We had high hopes for the Golden Wonder noodles. It was Royal Wedding weekend and they had a flag on the pot, so it felt patriotic to be eating them in a field, under a glorious spring sunshine.

First impressions were good. They absorbed much more of the water and were a nice firm noodley texture, rather than a dusty mush. The flavour was definitely more chicken-like than mushroomy, which is a good thing, but they had an oddly dusty sensation to them which left a sort of film in the mouth. We all agreed that they filled a hole, but we didn’t derive much pleasure from ingesting them.

They’re priced very similarly to the Pot Noodle at 98p, but you get more for your money (92g, as opposed to 90g of Pot Noodle). We couldn’t tell where this extra weight came from, but we suspected that GW contained more noodles than PN, and less peas & sweetcorn.

However, when the taste test ended, someone did scoff the lot pretty quickly.

Price: 98p
From: Tesco


Pot Noodle

As the market leader, our naturally cynical sides were pitted against the Pot Noodle from the start. However,  every single one of us could tell, even in the blind taste test, which was the Pot Noodle. Perhaps it has one of those flavours that is so familiar that it forms part of your unconscious…

The Pot Noodle contained more things identifiable as non-noodles – peas, sweetcorn and chicken! – which made it feel more like a nourishing meal. Similarly to the Tesco Value pot, the Pot Noodle was far too wet and dribbled down our chins, which was annoying, but it did serve to dilute the amazingly artificial taste of the bright yellow flavouring. The overall effect wasn’t unpleasant, and much more of a taste experience than the other two noodles on test.

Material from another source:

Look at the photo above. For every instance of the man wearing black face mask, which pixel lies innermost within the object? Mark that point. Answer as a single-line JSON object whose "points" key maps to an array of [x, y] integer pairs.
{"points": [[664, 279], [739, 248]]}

We unanimously agreed that the Pot Noodle was the best in test, but we’d like to see it prescribed a little less water. Is it worth 5x the Tesco Value noodles? Yes, we thought so.

Price: £1
From: Tesco

Our blind taste test

Tags and search info for this review: This is a camp food review. GearWeAre.com tests and reviews camping food, festivals, outdoor gear and camping equipment.

One thought on “Pots of Noodles – Head to Head

  • August 26, 2011 at 6:20 pm

    Now here I really do draw the line….. there is no excuse for not catering properly and the sherpas are paid to carry much more than a piddling pot!